Le fait que personne n'ait encore suggéré de réinsérer le "r" manquant reflète l'attitude détendue de cet endroit et cela m'attire. Il en va de même pour le nom que nous avons donné à notre équipe de baseball de ligues mineures. Ils étaient les ducs, reconnaissant notre parenté avec la famille royale. Mais quiconque a acheté notre franchise a pris le nom Dukes avec elle. Nous avons voté pour un nouveau nom et les Ducs sont maintenant les Isotopes.
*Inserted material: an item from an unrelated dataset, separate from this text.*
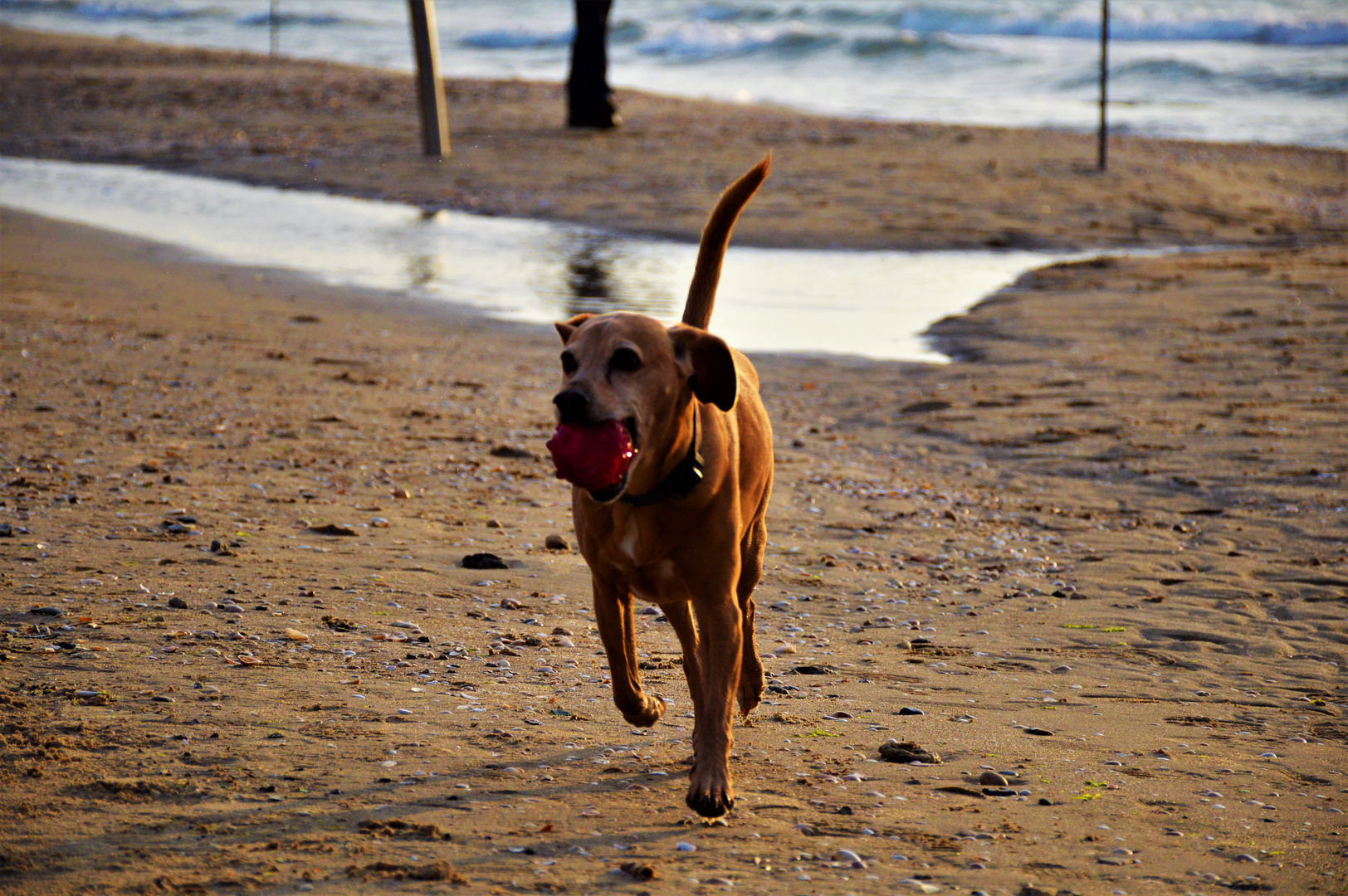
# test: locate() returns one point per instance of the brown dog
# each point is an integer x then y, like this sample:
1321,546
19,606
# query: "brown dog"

Notre ville est une autre raison de notre montagne Sandia, que les Espagnols appellent ainsi parce que les couchers de soleil ont peint ses falaises en rouge pastèque. Il s'élève à plus de 300 mètres à la limite de la ville d'Albuquerque, ce qui le rend pratique pour les skieurs et les delteurs, les alpinistes et les amateurs de longues vues. La piste de ski est desservie par le plus long tramway aérien des États-Unis, ce qui signifie que je peux quitter mon domicile à 5 000 pieds au-dessus du niveau de la mer et respirer de l'air froid, deux milles de haut en moins d'une heure.
De la crête, la vue est spectaculaire. Quatre-vingt milles à l'ouest, la montagne turquoise sacrée se dresse à l'horizon. Au nord-ouest, le sommet du volcan appelé Cabezon s'avance dans le ciel. Au sud, il y a le pic Ladron. À la nuit tombée, les lumières de Santa Fe apparaissent à la base des montagnes Sangre de Cristo, et les lumières de Los Alamos au bord de la chaîne de montagnes Jemez. Le long de la vallée du Rio Grande, les lumières de plus de la moitié de la population du Nouveau-Mexique sont visibles, y compris la lumière de mon porche Los Ranchos.
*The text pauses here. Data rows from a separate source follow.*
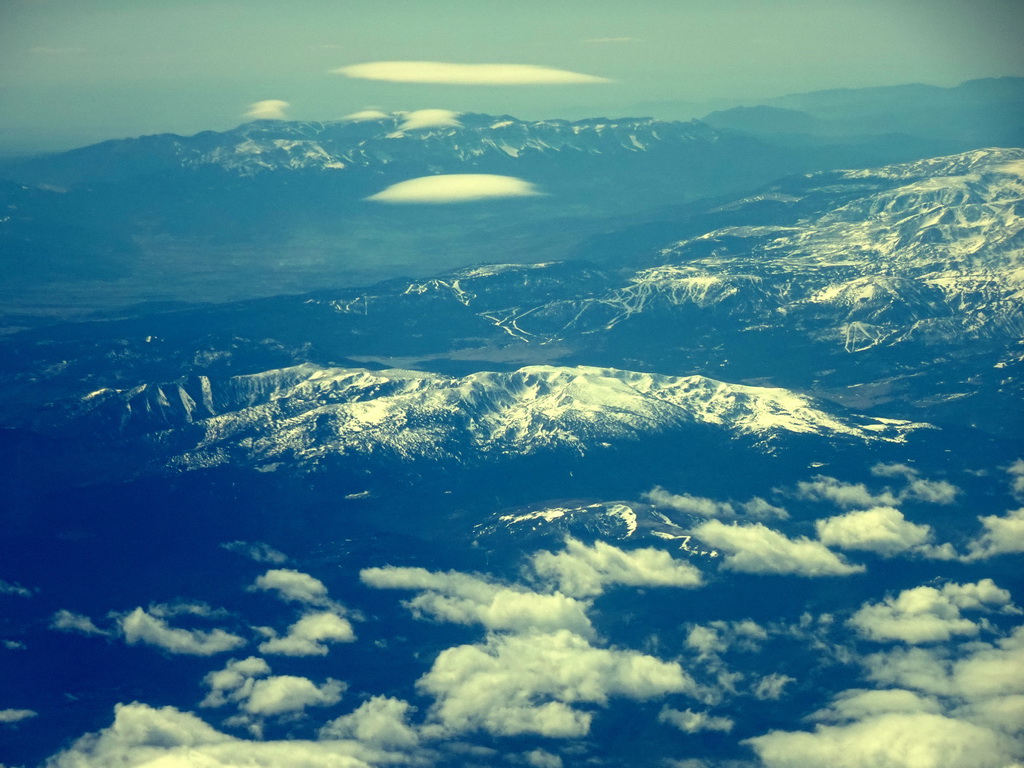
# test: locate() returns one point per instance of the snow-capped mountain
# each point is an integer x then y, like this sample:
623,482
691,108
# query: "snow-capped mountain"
301,415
Aussi belles que soient ces lumières, les océans de ténèbres qui les entourent ont leur propre attrait. Ces espaces sombres représentent des milliers de kilomètres carrés de montagnes, de mésas et de plaines occupées par absolument personne. Je suis de ceux qui chérissent de tels lieux vides, silencieux et intacts. De Los Ranchos, ils sont faciles à atteindre.
Parmi les 18 romans policiers de Tony Hillerman mettant en vedette Jim Chee et Joe Leaphorn, citons, plus récemment, The Shape Shifter (2006) et Skeleton Man (2004).